Judge Frank in dissent took this view of the question:
'On the second day of trial, the prosecutor held a 'press conference' after court. He told the newspaper reporters of matters which (so he later advised the court) they promised not to print. In the next morning's New York Times, there appeared a story, told with typical journalistic vigor, about 'export racketeers' who 'poured $500,000 of commodities into European and South African black markets.' The significance of the newspaper story was this: It professed to recount the testimony of a witness that Leviton, over the phone, had offered him a $200 bribe to withdraw from customs files a fraudulent declara-
tion. The article detailed the attempted bribe, the meeting place for its completion and the substitution of a $44 gift of shirts for the originally- offered $200. This most damaging story of the $200 bribe is wholly unsupported by the evidence. Accordingly, had the prosecutor written letters to the jurors retelling this story, of course we would reverse. He did the equivalent. For it is outrightly conceded that the Times reporter learned this tale from the prosecutor, and that four copies of the newspaper article were found in the jury-room on the third day of the trial.
'My colleagues admit that 'trial by newspaper' is unfortunate. But they dismiss it as an unavoidable curse of metropolitan living (like, I suppose, crowded subways). They rely on the old 'ritualistic admonition' to purge the record. The futility of that sort of exorcism is notorious. As I have elsewhere observed, it is like the Mark Twain story of the little boy who was told to stand in a corner and not to think of a white elephant. Justice Jackson, in his concurring opinion in Krulewitch v. United States,
U.S. 440, 453
, 723, said that, 'The naive assumption that prejudicial effects can be overcome by instructions to the jury ... all practicing lawyers know to be unmitigated fiction. See Skidmore v. Baltimore & Ohio R. Co., 2 Cir., 167 F.2d 54.' Cf. People v. Carborano, 301 N.Y. 39, 42-43, 92 N.E.2d 871; People v. Robinson, 273 N.Y. 438, 445-446, 8 N.E.2d 25.
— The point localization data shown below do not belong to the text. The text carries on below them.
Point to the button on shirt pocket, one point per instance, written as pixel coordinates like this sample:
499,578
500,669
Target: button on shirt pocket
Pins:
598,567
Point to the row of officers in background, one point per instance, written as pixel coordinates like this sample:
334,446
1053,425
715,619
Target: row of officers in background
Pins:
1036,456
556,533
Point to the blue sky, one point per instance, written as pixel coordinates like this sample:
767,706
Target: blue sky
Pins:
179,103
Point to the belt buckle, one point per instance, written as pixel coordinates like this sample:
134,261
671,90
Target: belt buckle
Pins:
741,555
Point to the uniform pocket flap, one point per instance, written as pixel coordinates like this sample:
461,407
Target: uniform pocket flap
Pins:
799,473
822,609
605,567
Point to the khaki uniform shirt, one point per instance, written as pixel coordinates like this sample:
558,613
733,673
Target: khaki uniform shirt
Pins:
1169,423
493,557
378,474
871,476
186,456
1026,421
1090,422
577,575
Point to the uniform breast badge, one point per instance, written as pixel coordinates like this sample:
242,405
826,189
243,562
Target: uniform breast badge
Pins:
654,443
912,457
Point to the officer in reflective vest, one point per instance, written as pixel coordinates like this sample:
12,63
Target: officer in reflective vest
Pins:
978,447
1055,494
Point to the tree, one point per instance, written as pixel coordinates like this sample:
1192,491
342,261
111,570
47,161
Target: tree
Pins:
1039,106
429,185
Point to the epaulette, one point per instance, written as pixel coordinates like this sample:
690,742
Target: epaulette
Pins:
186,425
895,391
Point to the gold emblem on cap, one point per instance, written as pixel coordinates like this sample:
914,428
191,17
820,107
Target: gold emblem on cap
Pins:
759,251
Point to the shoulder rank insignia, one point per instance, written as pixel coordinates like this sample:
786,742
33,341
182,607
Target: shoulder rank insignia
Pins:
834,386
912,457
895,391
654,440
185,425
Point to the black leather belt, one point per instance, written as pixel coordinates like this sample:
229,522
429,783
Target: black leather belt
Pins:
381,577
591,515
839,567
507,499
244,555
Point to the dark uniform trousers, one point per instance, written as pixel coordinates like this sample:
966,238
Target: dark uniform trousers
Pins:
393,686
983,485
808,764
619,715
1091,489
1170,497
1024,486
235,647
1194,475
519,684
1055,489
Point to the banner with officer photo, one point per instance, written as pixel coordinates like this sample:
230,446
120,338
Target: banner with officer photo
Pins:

'I think the technique particularly objectionable and ineffective here for two reasons. (1) The story was a direct result of confidential disclosures by a government officer, the prosecutor, of not-in-the-record matters, and was not merely the accidental garbling of a confused reporter. (2) The article was no statement of opinion or editorial, but a professed account of court-room evidence
calculated to confuse and mislead juror-readers. In such cases, courts recognize that, for all practical purposes, defendants are deprived of their constitutional rights to confront witnesses, cross- examine and contradict them, and to object to evidence as irrelevant or incompetent-in short all the elements of a fair trial. Last year, two Supreme Court Justices advocated in a concurring opinion the reversal of a conviction upon the ground that an officer of the court had released to the local press information about confessions of the defendants never introduced at the trial. Shepherd v. Florida,
'I cannot see the relevance here of cases, to which my colleagues refer, applying the 'clear and present danger' test to contempts by newspapers for articles relative to pending trials (incidentally, all non-jury trials). That test has been employed only when the newspaper itself was threatened with criminal punishment for the publication. It certainly should not be carried over to a case like this one where convicted defendants may well have been prejudiced by a newspaper article. In such a case, the 'clear and present danger' test would bar reversals for all but the most flagrantly scurrilous or deceptive newspaper attacks. Courts, in reversing convictions for trial-by- newspaper, have always recognized that printed matter may be prejudicial enough to require a new trial without evidencing so depraved an attitude of the publisher as to support a contempt citation. United States v. Ogden, D.C.E.D.Pa., 105 F. 371, 374.
'In the instant case, the newspaper and reporter, if cited for contempt, would doubtless urge as a defense that the story came from the prosecutor, an 'officer of the court.' That very fact, however, underscores the gravity of the error here.' Id., at pages 865-866.